From: Martin Husemann <martin@duskware.de>
To: Manuel Bouyer <bouyer@antioche.eu.org>
Cc: gnats-bugs@netbsd.org
Subject: Re: kern/57160: NFS (over TCP) very slow in 10_BETA
Date: Thu, 5 Jan 2023 11:27:34 +0100

 On Thu, Jan 05, 2023 at 11:13:45AM +0100, Manuel Bouyer wrote:
 > But creating a tar archive with the files on NFS is also slower than it
 > used to be.

 Can you check raw network speed?
 I guess benchmarks/netio is the canonical first step.

 Martin

From: Manuel Bouyer <bouyer@antioche.eu.org>
To: Martin Husemann <martin@duskware.de>
Cc: gnats-bugs@netbsd.org
Subject: Re: kern/57160: NFS (over TCP) very slow in 10_BETA
Date: Thu, 5 Jan 2023 20:43:37 +0100

 On Thu, Jan 05, 2023 at 11:27:34AM +0100, Martin Husemann wrote:
 > On Thu, Jan 05, 2023 at 11:13:45AM +0100, Manuel Bouyer wrote:
 > > But creating a tar archive with the files on NFS is also slower than it
 > > used to be.
 > 
 > Can you check raw network speed?
 > I guess benchmarks/netio is the canonical first step.

 Looks good:
 rochebonne:/home/bouyer/tmp/netio>./netio -t 10.0.0.254

 NETIO - Network Throughput Benchmark, Version 1.33
 (C) 1997-2012 Kai Uwe Rommel

 TCP connection established.
 Packet size  1k bytes:  11.24 MByte/s Tx,  10.08 MByte/s Rx.
 Packet size  2k bytes:  11.24 MByte/s Tx,  10.19 MByte/s Rx.
 Packet size  4k bytes:  11.25 MByte/s Tx,  10.10 MByte/s Rx.
 Packet size  8k bytes:  11.22 MByte/s Tx,  10.07 MByte/s Rx.
 Packet size 16k bytes:  11.26 MByte/s Tx,  10.06 MByte/s Rx.
 Packet size 32k bytes:  11.25 MByte/s Tx,  10.05 MByte/s Rx.
 Done.

 -- 
 Manuel Bouyer <bouyer@antioche.eu.org>
      NetBSD: 26 ans d'experience feront toujours la difference
 --

From: Manuel Bouyer <bouyer@antioche.eu.org>
To: gnats-bugs@netbsd.org
Cc: kern-bug-people@netbsd.org, gnats-admin@netbsd.org, netbsd-bugs@netbsd.org
Subject: Re: kern/57160: NFS (over TCP) very slow in 10_BETA
Date: Wed, 25 Jan 2023 23:35:56 +0100

 I just noticed that if there is significant network traffic in background when
 reading my mailbox, nfs is back at full speed.
 I noticed this while I had a file download over ADSL.
 A single ping has noticeable effect; a ping -i0.1 gives an appreciable
 boost. 

 Without background traffic reading a small (45 messages) mailbox takes 6 or 7
 seconds.
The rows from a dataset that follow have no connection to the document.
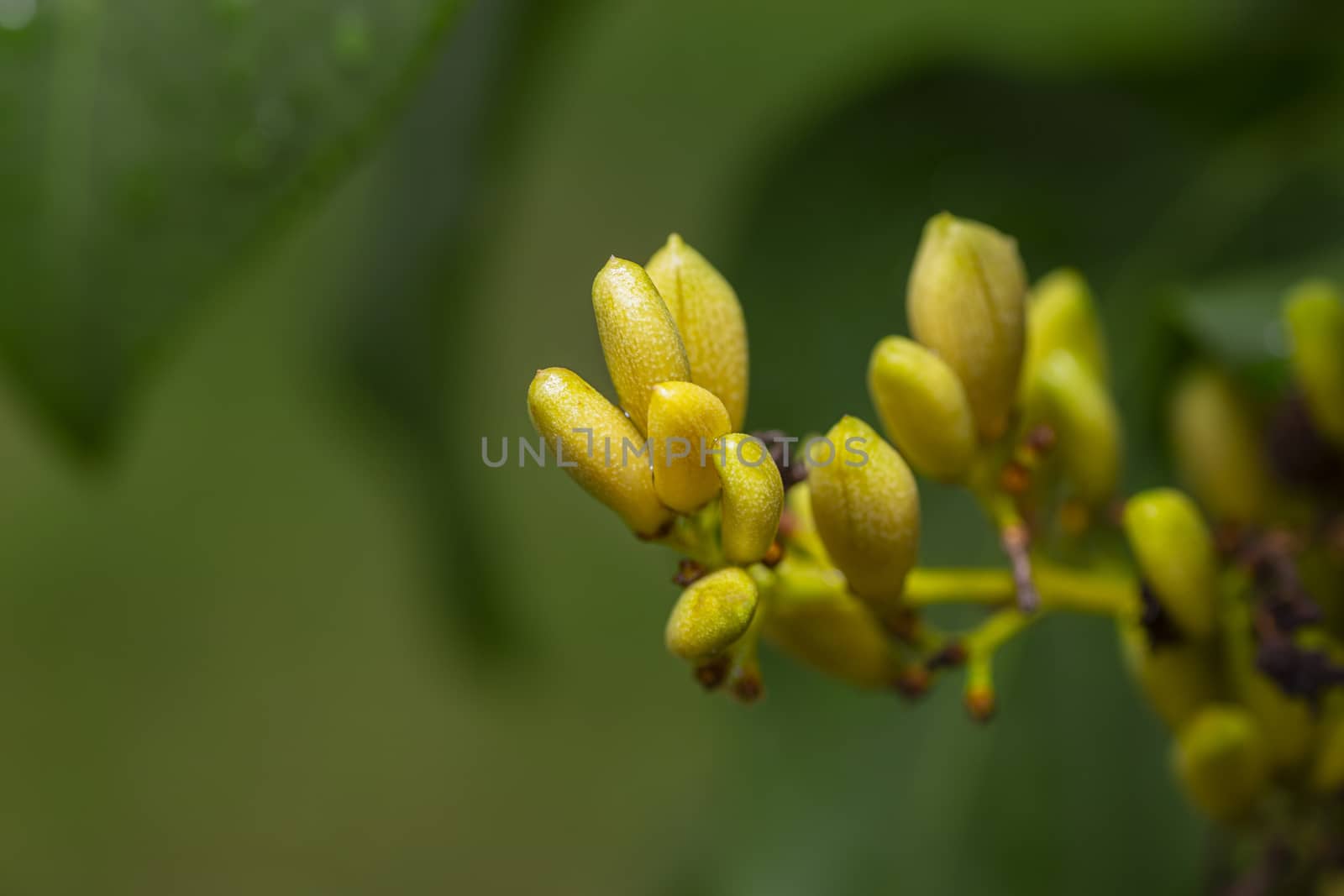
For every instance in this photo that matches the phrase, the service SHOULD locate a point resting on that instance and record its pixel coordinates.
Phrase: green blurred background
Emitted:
(270, 269)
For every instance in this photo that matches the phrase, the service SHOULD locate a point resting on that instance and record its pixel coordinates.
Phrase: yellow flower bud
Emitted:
(685, 421)
(965, 302)
(828, 629)
(1175, 555)
(559, 403)
(1220, 761)
(1086, 422)
(707, 312)
(1218, 448)
(753, 497)
(1315, 317)
(867, 510)
(711, 614)
(638, 338)
(1061, 313)
(1178, 679)
(924, 407)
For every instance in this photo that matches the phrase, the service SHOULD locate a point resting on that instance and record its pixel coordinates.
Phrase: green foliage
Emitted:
(150, 147)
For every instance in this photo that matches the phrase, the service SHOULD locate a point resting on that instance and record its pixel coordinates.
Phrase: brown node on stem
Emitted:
(1042, 439)
(746, 685)
(1016, 543)
(952, 654)
(904, 625)
(687, 573)
(712, 672)
(913, 681)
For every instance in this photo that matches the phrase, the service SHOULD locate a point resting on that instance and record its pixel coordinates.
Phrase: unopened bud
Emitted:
(1175, 553)
(711, 614)
(1085, 418)
(924, 407)
(832, 631)
(1221, 763)
(1178, 679)
(1218, 448)
(753, 497)
(588, 434)
(710, 318)
(1315, 317)
(965, 302)
(685, 419)
(638, 338)
(1061, 315)
(867, 511)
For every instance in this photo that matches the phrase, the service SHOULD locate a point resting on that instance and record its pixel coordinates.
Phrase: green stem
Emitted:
(1061, 589)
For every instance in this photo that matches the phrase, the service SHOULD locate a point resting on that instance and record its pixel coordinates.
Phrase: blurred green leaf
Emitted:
(148, 147)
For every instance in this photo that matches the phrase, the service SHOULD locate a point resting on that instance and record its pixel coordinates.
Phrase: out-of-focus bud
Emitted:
(831, 631)
(1218, 448)
(1221, 763)
(589, 436)
(753, 497)
(1175, 553)
(924, 407)
(1315, 317)
(711, 614)
(867, 510)
(1288, 723)
(707, 312)
(1178, 679)
(638, 338)
(803, 526)
(1086, 425)
(685, 421)
(1061, 313)
(965, 302)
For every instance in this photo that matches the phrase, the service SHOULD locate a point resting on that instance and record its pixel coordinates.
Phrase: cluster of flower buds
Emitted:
(1241, 644)
(1005, 391)
(817, 553)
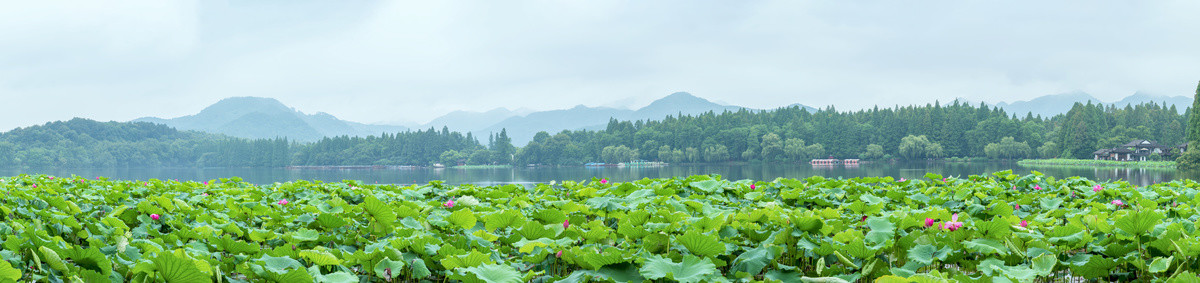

With a background ping, reading the same mailbox takes half the
 time. With ping -i0.1 it's about 0.5s

 For a large mailbox, with ping -i0.1 in background it takes about 15s.
 With a
 cat /dev/zero | ssh someremotehost "cat > /dev/null"
 in background, this time is down to 4 or 5s, with is the speed I had with
 NetBSD 9.x

 Maybe the issue is related to my network adapter (like: RX interrupts are
 sometime missed). It's a
 [     1.032289] alc0 at pci2 dev 0 function 0: Atheros AR8161 PCIe Gigabit Ethernet
 [     1.032289] alc0: interrupting at ioapic0 pin 16
 [     1.032289] alc0: Ethernet address 94:de:80:21:be:c0
 [     1.032289] atphy0 at alc0 phy 0: Atheros AR8035 10/100/1000 PHY, rev. 9
 [     1.032289] atphy0: 10baseT, 10baseT-FDX, 100baseTX, 100baseTX-FDX, 1000baseT-FDX, auto

 This driver got some changes between -9 and -10, I have not investigated yet.

 -- 
 Manuel Bouyer <bouyer@antioche.eu.org>
      NetBSD: 26 ans d'experience feront toujours la difference
 --

From: Manuel Bouyer <bouyer@antioche.eu.org>
To: gnats-bugs@netbsd.org
Cc: kern-bug-people@netbsd.org, gnats-admin@netbsd.org, netbsd-bugs@netbsd.org
Subject: Re: kern/57160: NFS (over TCP) very slow in 10_BETA
Date: Mon, 30 Jan 2023 21:48:23 +0100

 On Wed, Jan 25, 2023 at 11:35:56PM +0100, Manuel Bouyer wrote:
 > I just noticed that if there is significant network traffic in background when
 > reading my mailbox, nfs is back at full speed.
 > I noticed this while I had a file download over ADSL.
 > A single ping has noticeable effect; a ping -i0.1 gives an appreciable
 > boost. 
 > 
 > Without background traffic reading a small (45 messages) mailbox takes 6 or 7
 > seconds. With a background ping, reading the same mailbox takes half the
 > time. With ping -i0.1 it's about 0.5s
 > 
 > For a large mailbox, with ping -i0.1 in background it takes about 15s.
 > With a
 > cat /dev/zero | ssh someremotehost "cat > /dev/null"
 > in background, this time is down to 4 or 5s, with is the speed I had with
 > NetBSD 9.x
 > 
 > Maybe the issue is related to my network adapter (like: RX interrupts are
 > sometime missed). It's a
 > [     1.032289] alc0 at pci2 dev 0 function 0: Atheros AR8161 PCIe Gigabit Ethernet
 > [     1.032289] alc0: interrupting at ioapic0 pin 16
 > [     1.032289] alc0: Ethernet address 94:de:80:21:be:c0
 > [     1.032289] atphy0 at alc0 phy 0: Atheros AR8035 10/100/1000 PHY, rev. 9
 > [     1.032289] atphy0: 10baseT, 10baseT-FDX, 100baseTX, 100baseTX-FDX, 1000baseT-FDX, auto
 > 
 > This driver got some changes between -9 and -10, I have not investigated yet.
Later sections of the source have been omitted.